You can find anything from driving tanks over families with children, crushing them to death, and surviving children describing the ordeal, to videos of 9 year old being executed by a shot to the head in the street, to teenagers throwing fireworks and being shot and then finished off while laying on the ground. (in the west bank, even)
As for shooting people holding white flags, even CNN did a feature on that.
https://www.cnn.com/2024/01/26/middleeast/hala-khreis-white-...
Or the story of the church lady:
https://www.msn.com/en-us/news/world/family-remembers-cheris...
And there's an interview with the son somewhere (the person that is seen running to the woman in the end). I lost the link already, since there's a constant stream of new attrocities on Telegram, and there's no point keeping up.
Killing of white flag wavers: https://www.nbcnews.com/news/world/gaza-palestinian-israel-w...
White flag: https://www.nbcnews.com/news/world/gaza-palestinian-israel-w... (there is more than one instance of this)
Poison gas is a claim from the family of a dead hostage.

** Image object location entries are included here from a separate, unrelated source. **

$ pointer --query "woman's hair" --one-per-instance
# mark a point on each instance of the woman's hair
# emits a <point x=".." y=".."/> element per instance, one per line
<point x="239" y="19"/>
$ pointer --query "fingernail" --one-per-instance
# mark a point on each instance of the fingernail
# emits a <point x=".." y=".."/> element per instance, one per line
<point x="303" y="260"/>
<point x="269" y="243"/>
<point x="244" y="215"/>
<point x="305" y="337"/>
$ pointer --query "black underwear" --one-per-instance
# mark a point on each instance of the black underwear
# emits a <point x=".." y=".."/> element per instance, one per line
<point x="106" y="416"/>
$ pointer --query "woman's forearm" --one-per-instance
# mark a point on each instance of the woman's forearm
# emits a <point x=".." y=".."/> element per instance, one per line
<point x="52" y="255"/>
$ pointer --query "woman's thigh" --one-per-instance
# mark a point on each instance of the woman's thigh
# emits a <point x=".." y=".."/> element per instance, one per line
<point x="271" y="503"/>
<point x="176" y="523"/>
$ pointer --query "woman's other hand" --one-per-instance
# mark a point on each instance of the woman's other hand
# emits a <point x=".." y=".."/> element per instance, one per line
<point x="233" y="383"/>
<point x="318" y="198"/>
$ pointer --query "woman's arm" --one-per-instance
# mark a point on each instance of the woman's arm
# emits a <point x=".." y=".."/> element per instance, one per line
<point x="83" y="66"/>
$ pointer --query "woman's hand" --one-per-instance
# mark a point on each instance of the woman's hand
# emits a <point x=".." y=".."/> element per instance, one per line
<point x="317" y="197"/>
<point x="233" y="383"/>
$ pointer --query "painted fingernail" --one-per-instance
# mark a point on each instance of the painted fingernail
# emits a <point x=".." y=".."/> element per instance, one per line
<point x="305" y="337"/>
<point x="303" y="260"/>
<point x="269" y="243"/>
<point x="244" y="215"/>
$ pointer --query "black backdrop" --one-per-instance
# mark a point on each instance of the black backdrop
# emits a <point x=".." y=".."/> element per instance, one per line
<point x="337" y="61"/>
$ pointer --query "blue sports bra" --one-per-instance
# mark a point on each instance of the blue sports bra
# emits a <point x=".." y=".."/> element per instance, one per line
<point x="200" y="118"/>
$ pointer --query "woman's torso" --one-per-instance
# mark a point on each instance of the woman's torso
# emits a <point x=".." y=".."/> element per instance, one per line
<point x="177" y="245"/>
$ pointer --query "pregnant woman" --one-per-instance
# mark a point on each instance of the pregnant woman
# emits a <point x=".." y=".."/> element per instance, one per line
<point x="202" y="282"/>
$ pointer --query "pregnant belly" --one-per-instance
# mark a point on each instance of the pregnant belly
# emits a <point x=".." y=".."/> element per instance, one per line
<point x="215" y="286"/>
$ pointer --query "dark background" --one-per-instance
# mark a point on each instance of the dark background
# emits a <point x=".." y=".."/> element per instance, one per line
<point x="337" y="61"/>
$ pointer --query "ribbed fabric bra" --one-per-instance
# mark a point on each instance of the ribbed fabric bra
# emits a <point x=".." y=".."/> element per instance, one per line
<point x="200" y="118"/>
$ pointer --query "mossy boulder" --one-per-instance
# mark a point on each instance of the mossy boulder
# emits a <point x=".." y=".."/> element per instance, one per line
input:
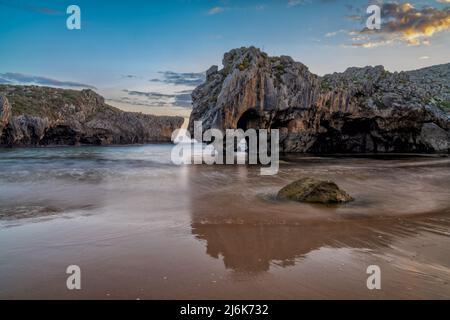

They said the pathology report of the death indicated poison gas was being used to clear tunnels. So not confirmed. https://www.haaretz.com/opinion/editorial/2024-01-22/ty-arti...
Destroying schools: https://www.aljazeera.com/news/2024/1/24/how-israel-has-dest...
Everything else, including these, are pretty easily searchable if you desire to learn more. I’m phone posting so sorry if this is messy.
https://www.hrw.org/news/2023/11/16/israeli-authorities-cutt...
I'm curious what people in Tel Aviv see in media. In America, it's wall-to-wall "police say"-like IDF clips and Bill Maher condemnation, dehumanization, and equivocating Palestine supporters with Hamas terrorists. The talking heads cheerfully greet Netanyahu.
As someone who also consumes US news, this does not describe what I’ve seen.
NPR also frequently talked about the right wing/nationalist power seizures leading up to this.
Before the war, I think a good number of Americans saw Israel blowing up the Associated Press offices. It hardly matters what the excuse was.
I feel like every week I've heard a story about Israel telling Gazans where to go, and then bombing that location.
I'm not sure I saw any news outlet that didn't report 70% women and children casualties, which pretty much speaks for itself.
Nobody I went to college with supports Israel at all. Genocide Joe is not just used by his oponents. That name didn't come out of nowhere. Many of the people who voted for him agree his genocidal support of Israel is unacceptable.